By Sean Conboy (HS'08)

Even before her first stride, even before she approaches the start line, even before the gun crackles and the synapses in her brain send a signal to her thigh and her toes, even before she rockets off the block, hurdler Jackie Guevel is in her rhythm. She repeats the cadence in her head like a battle hymn.

1 step, 2 step, 3 step ... snap.

She has to, because hurdling isn’t a schoolyard race. It’s not just you-versus-me. It’s also me-versus-me. Its soundtrack isn’t the booming thunderclap of stampeding horses. There’s a rumble, sure, but in between, there’s silence—the half-second when Guevel hears nothing but the wind—the moment when she can’t move her legs faster or pump her arms harder, when she can do nothing but float.

In the silence, it can all go terribly wrong.

There is a razor-thin line, about half a centimeter, which separates an efficient hurdle from disaster. If Guevel snaps her leg down a millisecond too soon, she’ll face-plant. If she lets fear in for a moment—if she thinks about the first time she snapped too soon, the first time she felt the world turn on its axis, the first time she ate rubber—she will fulfill those very prophecies.

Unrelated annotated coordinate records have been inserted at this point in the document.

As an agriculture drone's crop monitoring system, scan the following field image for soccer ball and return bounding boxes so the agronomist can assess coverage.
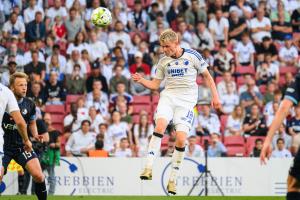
[91,7,112,27]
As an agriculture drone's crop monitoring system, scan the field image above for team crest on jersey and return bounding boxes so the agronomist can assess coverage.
[22,108,28,115]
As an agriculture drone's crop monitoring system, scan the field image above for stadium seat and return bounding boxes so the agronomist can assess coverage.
[279,66,298,75]
[132,96,151,105]
[236,65,255,75]
[45,105,65,115]
[226,146,246,157]
[132,105,152,114]
[246,136,265,156]
[224,136,245,147]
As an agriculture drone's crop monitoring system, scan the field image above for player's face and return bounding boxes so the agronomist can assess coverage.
[12,78,27,98]
[160,41,178,57]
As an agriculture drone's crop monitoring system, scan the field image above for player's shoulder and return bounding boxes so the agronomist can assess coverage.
[184,48,203,61]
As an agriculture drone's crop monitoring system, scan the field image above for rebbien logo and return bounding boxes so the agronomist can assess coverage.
[168,68,188,77]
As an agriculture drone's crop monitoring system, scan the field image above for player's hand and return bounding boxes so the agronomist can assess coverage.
[131,73,143,83]
[260,139,272,165]
[23,140,32,152]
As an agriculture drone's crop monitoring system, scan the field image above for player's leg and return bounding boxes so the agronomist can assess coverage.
[167,107,194,195]
[16,151,47,200]
[286,150,300,200]
[140,97,173,180]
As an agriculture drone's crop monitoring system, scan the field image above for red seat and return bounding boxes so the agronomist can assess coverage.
[236,65,255,75]
[279,66,298,75]
[132,105,152,114]
[45,105,65,115]
[226,146,246,157]
[132,96,151,104]
[224,136,245,147]
[246,136,265,156]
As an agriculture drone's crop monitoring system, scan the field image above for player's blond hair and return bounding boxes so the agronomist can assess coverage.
[9,72,28,87]
[159,29,178,43]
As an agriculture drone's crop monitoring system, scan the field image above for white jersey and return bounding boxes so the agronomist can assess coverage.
[154,49,208,104]
[0,83,20,124]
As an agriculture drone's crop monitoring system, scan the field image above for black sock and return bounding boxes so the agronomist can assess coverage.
[18,174,25,194]
[286,192,300,200]
[35,181,47,200]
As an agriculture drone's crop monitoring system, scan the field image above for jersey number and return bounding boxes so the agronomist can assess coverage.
[22,152,32,160]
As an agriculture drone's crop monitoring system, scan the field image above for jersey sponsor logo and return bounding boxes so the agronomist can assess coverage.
[168,68,188,77]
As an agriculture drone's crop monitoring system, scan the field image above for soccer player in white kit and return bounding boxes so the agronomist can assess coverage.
[132,29,221,195]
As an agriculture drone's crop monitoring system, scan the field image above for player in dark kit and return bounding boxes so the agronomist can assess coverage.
[1,72,47,200]
[260,74,300,200]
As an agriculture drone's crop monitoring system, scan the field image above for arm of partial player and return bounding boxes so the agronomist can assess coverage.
[131,73,161,90]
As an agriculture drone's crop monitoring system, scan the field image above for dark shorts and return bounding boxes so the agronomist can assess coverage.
[2,149,37,174]
[290,149,300,181]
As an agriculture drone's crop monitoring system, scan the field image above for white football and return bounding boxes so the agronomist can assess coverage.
[91,7,112,27]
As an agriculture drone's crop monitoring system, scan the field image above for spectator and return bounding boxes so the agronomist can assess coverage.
[214,45,235,75]
[196,104,221,135]
[185,135,204,157]
[42,113,61,195]
[271,138,292,158]
[256,36,278,62]
[107,111,130,149]
[225,105,245,136]
[191,21,215,51]
[251,138,263,158]
[287,104,300,137]
[234,32,255,66]
[130,68,151,96]
[207,134,227,157]
[46,0,68,22]
[89,31,109,62]
[44,71,66,104]
[208,9,229,45]
[240,79,263,113]
[217,71,237,96]
[128,0,148,31]
[109,65,129,93]
[2,11,25,40]
[66,64,85,95]
[250,8,272,43]
[243,104,268,136]
[66,120,96,157]
[279,36,298,66]
[220,82,240,114]
[272,12,293,41]
[1,61,17,87]
[228,10,247,43]
[108,21,132,50]
[26,11,46,42]
[133,114,154,157]
[24,51,46,82]
[115,137,132,158]
[185,0,207,27]
[24,0,44,24]
[65,8,85,42]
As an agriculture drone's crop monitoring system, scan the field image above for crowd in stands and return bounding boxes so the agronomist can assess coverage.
[0,0,300,157]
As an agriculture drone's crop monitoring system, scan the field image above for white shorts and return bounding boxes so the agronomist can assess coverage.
[154,95,194,134]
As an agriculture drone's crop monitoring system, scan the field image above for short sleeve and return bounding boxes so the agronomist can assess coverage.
[284,77,300,105]
[154,61,165,80]
[6,89,20,113]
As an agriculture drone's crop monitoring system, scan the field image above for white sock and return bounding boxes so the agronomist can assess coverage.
[146,132,163,169]
[170,147,185,181]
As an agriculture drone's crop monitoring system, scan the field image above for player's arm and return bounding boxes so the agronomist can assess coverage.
[202,68,221,109]
[131,73,161,90]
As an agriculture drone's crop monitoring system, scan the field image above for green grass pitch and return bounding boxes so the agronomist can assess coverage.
[0,196,285,200]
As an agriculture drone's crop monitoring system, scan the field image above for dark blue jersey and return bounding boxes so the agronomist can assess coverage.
[2,98,36,151]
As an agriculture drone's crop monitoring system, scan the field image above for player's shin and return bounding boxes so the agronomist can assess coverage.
[145,132,163,169]
[35,180,47,200]
[169,147,185,182]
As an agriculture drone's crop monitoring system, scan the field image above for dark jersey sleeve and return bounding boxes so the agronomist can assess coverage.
[284,75,300,105]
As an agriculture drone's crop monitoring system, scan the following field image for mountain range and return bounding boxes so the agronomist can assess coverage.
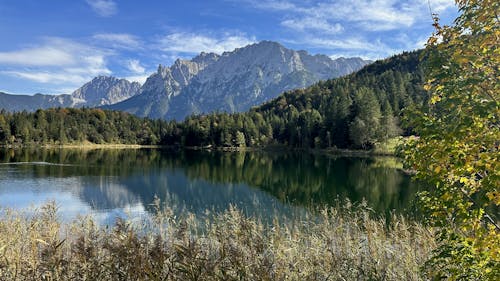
[0,41,370,120]
[0,76,141,111]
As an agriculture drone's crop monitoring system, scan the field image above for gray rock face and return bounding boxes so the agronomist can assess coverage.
[107,41,369,120]
[0,76,141,111]
[0,41,370,117]
[71,76,141,107]
[0,92,73,111]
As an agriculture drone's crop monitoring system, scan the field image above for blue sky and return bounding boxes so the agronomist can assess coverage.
[0,0,456,94]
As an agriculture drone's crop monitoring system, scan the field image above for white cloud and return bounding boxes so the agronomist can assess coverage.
[281,17,343,34]
[0,46,74,66]
[159,32,256,54]
[124,74,149,85]
[92,33,141,50]
[127,60,146,74]
[246,0,454,32]
[86,0,117,17]
[0,37,111,87]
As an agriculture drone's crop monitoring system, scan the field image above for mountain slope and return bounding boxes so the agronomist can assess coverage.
[71,76,141,107]
[107,41,368,120]
[0,92,73,111]
[158,51,428,149]
[0,76,141,111]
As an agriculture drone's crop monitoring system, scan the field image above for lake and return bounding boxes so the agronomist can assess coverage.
[0,148,419,224]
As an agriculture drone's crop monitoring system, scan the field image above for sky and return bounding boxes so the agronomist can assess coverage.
[0,0,457,94]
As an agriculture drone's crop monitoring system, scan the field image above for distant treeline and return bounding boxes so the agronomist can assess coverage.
[0,108,166,145]
[0,52,427,149]
[162,51,427,149]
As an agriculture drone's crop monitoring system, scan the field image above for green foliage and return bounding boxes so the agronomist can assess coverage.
[163,52,427,149]
[0,108,167,145]
[0,52,426,149]
[406,0,500,280]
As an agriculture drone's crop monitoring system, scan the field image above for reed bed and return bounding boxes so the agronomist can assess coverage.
[0,200,436,280]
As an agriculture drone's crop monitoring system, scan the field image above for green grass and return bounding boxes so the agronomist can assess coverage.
[0,200,436,280]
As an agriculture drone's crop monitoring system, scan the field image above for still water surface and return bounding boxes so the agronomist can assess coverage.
[0,149,419,223]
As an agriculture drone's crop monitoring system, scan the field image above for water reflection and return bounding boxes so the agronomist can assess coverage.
[0,149,417,222]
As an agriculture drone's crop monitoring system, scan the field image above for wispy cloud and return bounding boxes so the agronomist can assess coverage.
[281,17,344,34]
[92,33,141,50]
[158,32,256,54]
[86,0,118,17]
[0,37,111,86]
[0,46,74,66]
[241,0,454,59]
[124,74,149,84]
[127,60,146,74]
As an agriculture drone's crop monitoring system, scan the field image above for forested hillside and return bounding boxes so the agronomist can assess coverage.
[163,51,427,149]
[0,49,427,149]
[0,108,164,145]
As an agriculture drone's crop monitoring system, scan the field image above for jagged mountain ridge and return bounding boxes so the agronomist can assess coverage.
[106,41,369,120]
[71,76,141,107]
[0,76,141,111]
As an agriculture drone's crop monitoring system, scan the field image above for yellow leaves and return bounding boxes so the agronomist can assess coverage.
[430,95,441,104]
[486,191,500,206]
[434,166,441,174]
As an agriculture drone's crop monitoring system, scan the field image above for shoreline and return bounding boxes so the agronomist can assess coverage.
[0,143,400,158]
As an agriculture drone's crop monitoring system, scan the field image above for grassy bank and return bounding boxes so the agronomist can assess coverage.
[0,200,435,280]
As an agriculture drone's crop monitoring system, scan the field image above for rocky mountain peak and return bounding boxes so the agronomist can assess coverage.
[71,76,141,107]
[111,41,374,120]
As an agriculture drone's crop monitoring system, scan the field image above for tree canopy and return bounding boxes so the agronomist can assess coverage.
[406,0,500,280]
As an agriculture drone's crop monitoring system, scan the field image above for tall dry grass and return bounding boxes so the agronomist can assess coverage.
[0,200,435,280]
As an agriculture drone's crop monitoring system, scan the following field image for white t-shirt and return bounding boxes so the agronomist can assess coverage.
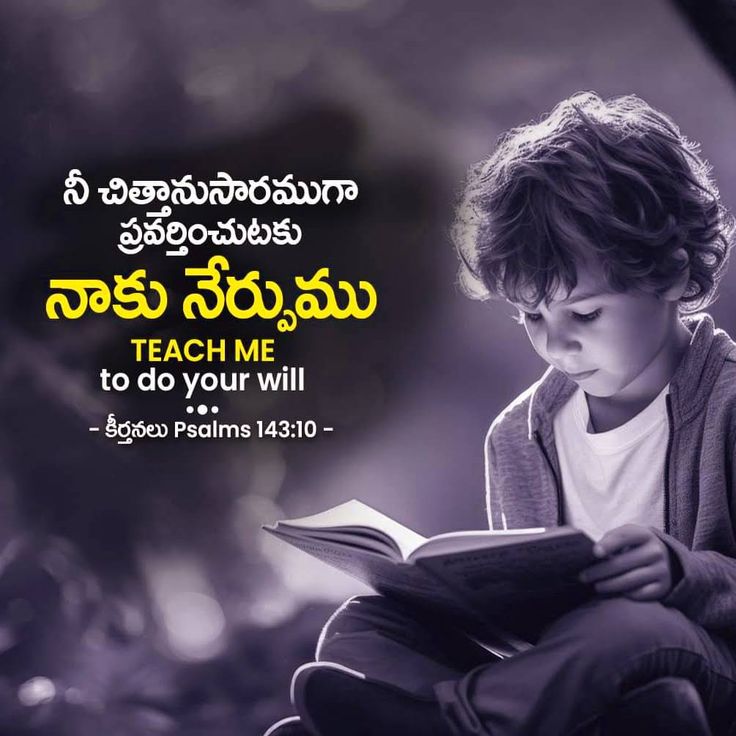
[554,384,669,540]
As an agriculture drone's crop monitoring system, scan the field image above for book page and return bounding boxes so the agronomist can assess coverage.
[270,499,426,559]
[266,528,469,618]
[409,526,556,560]
[417,531,596,636]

As the freshman civil engineering major floats through the air in the NCAA Division III championships at Ohio Wesleyan University, Tartan friends and teammates scattered around the country on summer break are huddled around laptops watching a live stream of the event. They know what she can do; she’s already been named the UAA Women’s Rookie of the Year for outdoor track and field and the Mideast Region Women’s Track Athlete of the Year. Can she be an All-American, too?

1 step, 2 step, 3 step … snap.

Growing up in Dallas, Texas, she danced through the air first as a ballerina, then on a whim decided to try hurdling in middle school. But Guevel was unconventionally tall, and her long legs didn’t always cooperate. At first, she gracefully jetéd over the hurdles like she was still on pointe. One day at practice, she wiped out and got a nasty scar across her hip. That’s when the revelation came. That’s when she went into attack mode and started running at the hurdles. She found her rhythm, her battle cry. “In ballet, you count the music by eights,” Guevel explains. “In the 100-meter hurdles, you count by fours.”

1 step, 2 step, 3 step … snap.

In Ohio, the Texan ballerina’s Asics running shoes are pounding the red rubber of the track like a war drum. She conquers the 100-meter hurdles in 15.19 seconds (against strong winds) and the 400-meter hurdles in 1 minute, 1.82 seconds, finishing seventh in both events. Across the country, friends bob up and down in delirium, knowing that the top eight finishers are declared All-Americans. Guevel joins Carolyn Lowe (S’92) as just the second female athlete in university history to become an All-American twice in the same meet.